Final answer:
1. The sample size used in this survey was 196. 2. The probability that the point estimate was within ±30 of the population mean is 1.
Step-by-step explanation:
1. To find the sample size used in the survey, we can use the formula for the standard error of the mean:
SE = σ/√n
Where SE is the standard error of the mean, σ is the population standard deviation, and n is the sample size.
Given that the standard error of the mean is 25 and the population standard deviation is 700, we can rearrange the formula to solve for n:
n = (σ/SE)^2
Substituting the values:
n = (700/25)^2
n = 196
Therefore, the sample size used in this survey was 196.
2. To find the probability that the point estimate was within ±30 of the population mean, we can use the normal distribution and the formula for the standard error of the mean:
SE = σ/√n
Where SE is the standard error of the mean, σ is the population standard deviation, and n is the sample size.

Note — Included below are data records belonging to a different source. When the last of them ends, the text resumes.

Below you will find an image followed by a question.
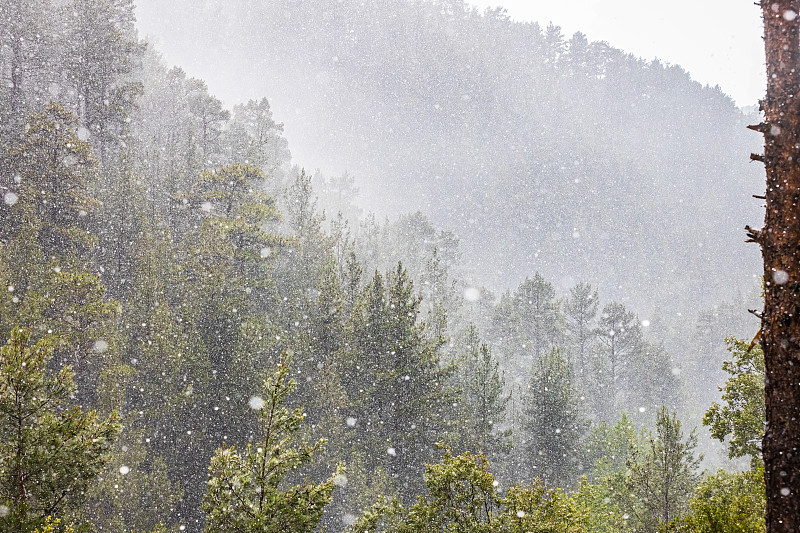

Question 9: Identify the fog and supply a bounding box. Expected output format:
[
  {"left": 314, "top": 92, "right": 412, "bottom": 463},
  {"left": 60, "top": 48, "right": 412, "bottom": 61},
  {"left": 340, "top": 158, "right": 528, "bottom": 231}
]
[{"left": 0, "top": 0, "right": 764, "bottom": 533}]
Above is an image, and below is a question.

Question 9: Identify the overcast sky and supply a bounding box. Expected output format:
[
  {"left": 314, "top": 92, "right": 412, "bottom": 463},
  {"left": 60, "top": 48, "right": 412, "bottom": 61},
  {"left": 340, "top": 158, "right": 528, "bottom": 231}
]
[{"left": 467, "top": 0, "right": 766, "bottom": 106}]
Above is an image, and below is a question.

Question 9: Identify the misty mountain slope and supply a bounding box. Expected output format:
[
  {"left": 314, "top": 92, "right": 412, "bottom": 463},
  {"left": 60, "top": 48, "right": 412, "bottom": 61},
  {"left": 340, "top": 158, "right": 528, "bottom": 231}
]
[{"left": 139, "top": 0, "right": 763, "bottom": 312}]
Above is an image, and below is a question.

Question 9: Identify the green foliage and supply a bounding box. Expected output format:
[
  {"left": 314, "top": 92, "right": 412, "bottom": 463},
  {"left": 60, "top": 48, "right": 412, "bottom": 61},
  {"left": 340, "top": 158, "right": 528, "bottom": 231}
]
[
  {"left": 0, "top": 103, "right": 99, "bottom": 260},
  {"left": 0, "top": 328, "right": 120, "bottom": 531},
  {"left": 342, "top": 264, "right": 456, "bottom": 500},
  {"left": 492, "top": 272, "right": 563, "bottom": 358},
  {"left": 202, "top": 359, "right": 343, "bottom": 533},
  {"left": 670, "top": 466, "right": 766, "bottom": 533},
  {"left": 351, "top": 448, "right": 588, "bottom": 533},
  {"left": 457, "top": 324, "right": 511, "bottom": 459},
  {"left": 625, "top": 407, "right": 702, "bottom": 532},
  {"left": 584, "top": 413, "right": 647, "bottom": 481},
  {"left": 523, "top": 349, "right": 588, "bottom": 488},
  {"left": 703, "top": 337, "right": 766, "bottom": 468}
]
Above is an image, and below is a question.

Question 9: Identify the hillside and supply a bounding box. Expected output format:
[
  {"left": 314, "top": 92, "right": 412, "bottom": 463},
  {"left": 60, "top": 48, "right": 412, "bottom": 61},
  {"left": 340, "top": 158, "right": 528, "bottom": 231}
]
[{"left": 139, "top": 0, "right": 762, "bottom": 313}]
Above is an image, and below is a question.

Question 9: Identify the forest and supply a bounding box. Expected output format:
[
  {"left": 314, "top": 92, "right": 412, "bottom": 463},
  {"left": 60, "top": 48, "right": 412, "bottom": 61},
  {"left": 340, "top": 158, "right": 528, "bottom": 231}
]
[{"left": 0, "top": 0, "right": 766, "bottom": 533}]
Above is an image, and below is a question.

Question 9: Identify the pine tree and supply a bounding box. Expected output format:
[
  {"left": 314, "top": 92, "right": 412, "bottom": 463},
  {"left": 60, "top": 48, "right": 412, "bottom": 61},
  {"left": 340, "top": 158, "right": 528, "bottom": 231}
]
[
  {"left": 203, "top": 359, "right": 343, "bottom": 533},
  {"left": 342, "top": 264, "right": 455, "bottom": 498},
  {"left": 458, "top": 324, "right": 511, "bottom": 459},
  {"left": 564, "top": 283, "right": 599, "bottom": 387},
  {"left": 0, "top": 328, "right": 120, "bottom": 532},
  {"left": 522, "top": 349, "right": 588, "bottom": 488},
  {"left": 595, "top": 302, "right": 644, "bottom": 420}
]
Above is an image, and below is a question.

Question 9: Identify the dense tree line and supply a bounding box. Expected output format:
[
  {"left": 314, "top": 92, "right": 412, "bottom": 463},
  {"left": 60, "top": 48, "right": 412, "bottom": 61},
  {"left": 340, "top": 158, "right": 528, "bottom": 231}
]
[{"left": 0, "top": 0, "right": 763, "bottom": 532}]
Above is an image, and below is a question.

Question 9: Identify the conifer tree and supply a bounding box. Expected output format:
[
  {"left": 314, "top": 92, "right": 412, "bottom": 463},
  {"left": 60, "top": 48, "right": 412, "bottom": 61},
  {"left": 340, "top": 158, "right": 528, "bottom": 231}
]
[
  {"left": 522, "top": 348, "right": 588, "bottom": 488},
  {"left": 458, "top": 324, "right": 511, "bottom": 459},
  {"left": 0, "top": 328, "right": 120, "bottom": 532},
  {"left": 565, "top": 283, "right": 599, "bottom": 386},
  {"left": 626, "top": 407, "right": 702, "bottom": 531},
  {"left": 203, "top": 359, "right": 343, "bottom": 533},
  {"left": 342, "top": 264, "right": 455, "bottom": 499}
]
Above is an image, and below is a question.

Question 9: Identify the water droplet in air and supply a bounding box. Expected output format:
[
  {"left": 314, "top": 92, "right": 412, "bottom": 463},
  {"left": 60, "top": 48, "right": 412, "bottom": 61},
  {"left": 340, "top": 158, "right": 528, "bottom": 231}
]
[
  {"left": 247, "top": 396, "right": 264, "bottom": 411},
  {"left": 464, "top": 287, "right": 481, "bottom": 302},
  {"left": 3, "top": 191, "right": 19, "bottom": 205}
]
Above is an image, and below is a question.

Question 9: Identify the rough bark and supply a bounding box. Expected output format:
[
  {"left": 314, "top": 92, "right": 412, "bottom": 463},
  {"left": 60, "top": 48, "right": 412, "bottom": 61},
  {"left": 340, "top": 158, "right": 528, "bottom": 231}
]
[{"left": 748, "top": 0, "right": 800, "bottom": 533}]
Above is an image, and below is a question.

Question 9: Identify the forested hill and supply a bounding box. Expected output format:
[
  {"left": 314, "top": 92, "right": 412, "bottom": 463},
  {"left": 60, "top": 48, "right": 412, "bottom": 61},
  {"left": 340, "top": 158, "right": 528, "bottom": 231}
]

In this case, the standard error of the mean is 25 and the population standard deviation is 700. We can use these values to calculate the standard deviation of the sample mean:
SD = SE * √n
SD = 25 * √196
SD = 25 * 14
SD = 350
Next, we can calculate the z-score for ±30:
z = (x - μ) / SD
Positive z-score:
z = (30 - 0) / 350 = 0.0857
Negative z-score:
z = (-30 - 0) / 350 = -0.0857
Using a standard normal distribution table or calculator, we can find the area under the curve for these z-scores:
Area for positive z-score = 0.5359
Area for negative z-score = 0.4641
The total probability of the point estimate being within ±30 of the population mean is the sum of these two areas:
Total probability = Area for positive z-score + Area for negative z-score
Total probability = 0.5359 + 0.4641 = 1
Therefore, the probability that the point estimate was within ±30 of the population mean is 1.